Join Our Whatsapp and Telegram Channel to Get Free eBooks Telegram | Whatsapp

Phylum Aschelminthes – classification, characteristics, examples

Phylum Aschelminthes

  • These are pseudocoelomate, bilaterally symmetrical, triploblastic, unsegmented, vermiform, organ- system grade of construction with complete digestive tubes. These are commonly known as roundworms.
  • These are generally known as roundworms. 
  • Aschelminthes are described by the presence of a pseudocoelom.
  • Aschelminthes is now an obsolete phylum of invertebrates and the animals grouped under this are now kept in ten different phyla.
  • The Aschelminthes are also known as Aeschelminthes, Nemathelminthes, Nematodes, closely associated with the Platyhelminthes.

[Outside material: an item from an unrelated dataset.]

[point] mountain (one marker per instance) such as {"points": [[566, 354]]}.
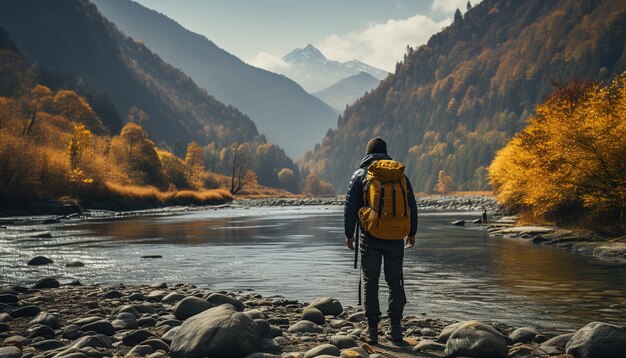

Characteristics of Phylum Aschelminthes

  • Most of them are aquatic, free-living or parasitic.
  • Aschelminthes are bilaterally symmetrical and unsegmented worms.
  • They has a slender, vermiform and usually worm-like or flattened body.
  • They are small, even microscopic, while some of them reach a meter or more in length.
  • Aschelminthes are triploblastic and pseudocoelomate with organ system grade of body organization.
  • It does not contain any Respiratory and circulatory systems.
  • The Excretory system of Aschelminthes comprises a system of canals, protonephridia (in some) for osmoregulation. Cloaca can be found in some.
  • The Body wall contains syncytial or cellular epidermis, It is externally coated with the solid cuticle of scleroprotein.
  • They don’t have Cilia except anterior cilia of rotifers.
  • Most of them are dioecious e.g.. sexes separate. Gonads and ducts single or double.
  • The Muscles of Aschelminthes carry mostly longitudinal fibers.
  • It has a straight digestive canal which is complete with a mouth, straight non-muscular intestine, and anus, pharynx muscular and highly specialized.
  • It has a simple nervous system which is made up of circumenteric nerve ring with anterior and posterior longitudinal nerves.
  • They have several sense organs such as pits, papillae, bristles, and eyespots. The papillae acts as a tango-receptors (sensitive to touch) and the amphids (pits) are chemo or olfacto-receptors.
  • They don’t follow Asexual reproduction.
  • The Eggs of Aschelminthes contain a chitinous shell, cleavage determinate and spiral.
  • There are no special larval stages in their life cycle.
  • The Male is smaller than the female. In male, testis is single (monodelphic) whereas in female, a pair of ovary are present (didelphic).

Phylum Aschelminthes Classification

Phylum  Aschelminthes contain a heterogenous collection of various animals, therefore it has been divided differently by many zoologists. This classification of Aschelminthes is based and modification from L. H. Hymann (1951) but Storer and Usinger (1971) have seen different classification of Aschelminthes as separate phyla and rank Aschelminthes as superphylum.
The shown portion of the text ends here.